COMPLETED Improvements to connection browser   code

  • can't drag and change order of folders.
  • can't rename inline.
  • We should validate the password to make sure it complies with password policies.
  • add test connection to check the connection and credentials are correct.
  • disable buttons are very bright, look enabled.
  • connection browser should start with expanded tree.
  • no tags support.
  • login dialog should support connections from connection browser.

COMPLETED Modernise login dialog   code

This pull request significantly overhauls the user authentication experience by introducing new, dark-themed login and signup dialogs. These dialogs are now modeless MDI subwindows, improving workflow and integration within the application. Key enhancements include automatic login after successful registration, a dropdown for quick access to saved connections, and a refreshed visual design.

Highlights:

  • Modernized Login and Sign Up Dialogs: Introduced new dark-themed, modeless LoginDialog and SignUpDialog widgets, replacing older modal designs for a more integrated user experience.
  • Streamlined User Registration: Implemented an auto-login feature that automatically authenticates a user after successful registration, reducing friction in the onboarding process.
  • Enhanced Connection Management: Added a saved connections dropdown within the login dialog, allowing users to quickly select and connect to previously configured servers.
  • MDI Subwindow Integration: The new login and sign-up dialogs are now presented as MDI subwindows, providing better window management and a more flexible UI layout.

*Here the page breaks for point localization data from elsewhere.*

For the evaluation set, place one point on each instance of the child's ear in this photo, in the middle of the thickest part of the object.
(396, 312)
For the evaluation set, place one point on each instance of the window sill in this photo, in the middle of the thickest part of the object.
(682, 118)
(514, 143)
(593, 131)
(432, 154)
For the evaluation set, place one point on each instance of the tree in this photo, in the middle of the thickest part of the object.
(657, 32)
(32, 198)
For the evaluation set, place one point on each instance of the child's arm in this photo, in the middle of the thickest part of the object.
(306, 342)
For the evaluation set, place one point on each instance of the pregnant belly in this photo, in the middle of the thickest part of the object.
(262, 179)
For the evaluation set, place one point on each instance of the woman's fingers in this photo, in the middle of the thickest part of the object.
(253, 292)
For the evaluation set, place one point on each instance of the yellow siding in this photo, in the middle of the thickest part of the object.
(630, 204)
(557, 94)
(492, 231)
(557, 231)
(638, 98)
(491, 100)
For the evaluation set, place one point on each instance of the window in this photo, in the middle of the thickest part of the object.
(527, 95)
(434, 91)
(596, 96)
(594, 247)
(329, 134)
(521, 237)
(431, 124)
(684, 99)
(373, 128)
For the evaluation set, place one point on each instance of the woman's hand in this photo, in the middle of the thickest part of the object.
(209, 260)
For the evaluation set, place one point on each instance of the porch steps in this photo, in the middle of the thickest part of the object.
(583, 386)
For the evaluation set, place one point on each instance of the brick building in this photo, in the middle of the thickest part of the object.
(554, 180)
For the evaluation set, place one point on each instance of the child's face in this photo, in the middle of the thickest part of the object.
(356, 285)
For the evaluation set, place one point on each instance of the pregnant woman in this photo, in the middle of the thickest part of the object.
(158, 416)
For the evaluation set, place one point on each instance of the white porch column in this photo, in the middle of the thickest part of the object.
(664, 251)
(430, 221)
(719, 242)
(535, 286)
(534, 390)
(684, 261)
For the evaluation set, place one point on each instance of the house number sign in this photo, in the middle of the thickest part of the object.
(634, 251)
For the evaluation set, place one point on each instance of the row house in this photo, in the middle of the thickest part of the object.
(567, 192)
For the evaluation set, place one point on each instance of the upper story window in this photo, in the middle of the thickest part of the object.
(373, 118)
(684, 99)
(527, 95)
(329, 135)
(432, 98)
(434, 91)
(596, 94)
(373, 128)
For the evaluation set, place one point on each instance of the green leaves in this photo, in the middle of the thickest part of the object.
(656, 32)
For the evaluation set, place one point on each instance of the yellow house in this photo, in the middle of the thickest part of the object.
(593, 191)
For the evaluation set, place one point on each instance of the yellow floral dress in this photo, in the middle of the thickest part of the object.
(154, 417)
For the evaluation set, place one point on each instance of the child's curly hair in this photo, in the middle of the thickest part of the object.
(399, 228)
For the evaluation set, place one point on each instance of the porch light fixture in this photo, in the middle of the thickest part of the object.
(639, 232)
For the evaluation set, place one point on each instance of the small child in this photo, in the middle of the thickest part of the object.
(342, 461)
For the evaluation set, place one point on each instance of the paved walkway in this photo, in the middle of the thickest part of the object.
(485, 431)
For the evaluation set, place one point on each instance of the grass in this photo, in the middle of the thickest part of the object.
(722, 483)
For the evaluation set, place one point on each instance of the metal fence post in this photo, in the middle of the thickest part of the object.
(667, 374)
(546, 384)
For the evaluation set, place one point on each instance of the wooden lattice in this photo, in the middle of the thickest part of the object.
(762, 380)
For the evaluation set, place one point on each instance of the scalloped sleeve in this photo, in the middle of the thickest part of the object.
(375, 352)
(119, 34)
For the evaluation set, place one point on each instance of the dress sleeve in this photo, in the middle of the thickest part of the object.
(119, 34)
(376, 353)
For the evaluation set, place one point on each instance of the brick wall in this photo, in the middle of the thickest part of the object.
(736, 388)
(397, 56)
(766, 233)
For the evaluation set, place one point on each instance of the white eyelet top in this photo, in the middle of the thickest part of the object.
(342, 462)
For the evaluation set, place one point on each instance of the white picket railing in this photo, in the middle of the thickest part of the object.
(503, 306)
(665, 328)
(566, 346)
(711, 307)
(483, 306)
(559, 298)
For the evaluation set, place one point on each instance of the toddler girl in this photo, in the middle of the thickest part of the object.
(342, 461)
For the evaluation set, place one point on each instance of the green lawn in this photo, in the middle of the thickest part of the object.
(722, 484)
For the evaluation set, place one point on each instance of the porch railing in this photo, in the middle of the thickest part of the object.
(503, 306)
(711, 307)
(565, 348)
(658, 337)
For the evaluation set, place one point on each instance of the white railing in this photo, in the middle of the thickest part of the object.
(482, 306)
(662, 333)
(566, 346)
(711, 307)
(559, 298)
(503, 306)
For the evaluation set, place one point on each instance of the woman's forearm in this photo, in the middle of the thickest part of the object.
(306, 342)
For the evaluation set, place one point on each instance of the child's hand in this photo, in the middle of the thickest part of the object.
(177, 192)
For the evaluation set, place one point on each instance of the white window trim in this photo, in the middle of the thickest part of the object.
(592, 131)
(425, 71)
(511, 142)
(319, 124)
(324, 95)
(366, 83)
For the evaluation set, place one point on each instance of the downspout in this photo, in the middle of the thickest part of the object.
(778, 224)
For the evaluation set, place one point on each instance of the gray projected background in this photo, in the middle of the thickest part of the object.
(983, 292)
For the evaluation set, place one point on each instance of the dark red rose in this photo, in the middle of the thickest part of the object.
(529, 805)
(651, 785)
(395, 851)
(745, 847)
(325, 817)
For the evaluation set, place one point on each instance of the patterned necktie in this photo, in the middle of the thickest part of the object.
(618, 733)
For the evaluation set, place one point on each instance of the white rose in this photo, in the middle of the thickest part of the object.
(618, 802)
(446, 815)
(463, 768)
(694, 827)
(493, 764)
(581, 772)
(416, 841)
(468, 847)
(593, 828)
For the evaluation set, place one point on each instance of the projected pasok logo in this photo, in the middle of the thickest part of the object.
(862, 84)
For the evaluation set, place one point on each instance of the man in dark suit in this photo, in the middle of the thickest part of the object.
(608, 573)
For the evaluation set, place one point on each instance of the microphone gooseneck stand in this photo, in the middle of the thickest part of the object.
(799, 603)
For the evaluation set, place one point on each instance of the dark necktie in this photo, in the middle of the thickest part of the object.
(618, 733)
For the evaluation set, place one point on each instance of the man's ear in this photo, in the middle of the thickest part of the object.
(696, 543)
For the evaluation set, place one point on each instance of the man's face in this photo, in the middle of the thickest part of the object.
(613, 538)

COMPLETED History should have a revert button   code

Rationale: Implemented.

It should be possible to choose a given version and ask the system to revert the currency to that version. It just makes an update with a new version to look like that version. It should also be possible to open at version. It shows the edit dialog in "read only mode" with the entity at that version. The tool bar should indicate this. It should also have a revert in that dialog.

COMPLETED Disconnect shows reconnect message   code

Rationale: implemented.

When you click disconnect the status bar says "Reconnecting to server".

We can see but not edit. Also, test permissions to make sure they are being enforced.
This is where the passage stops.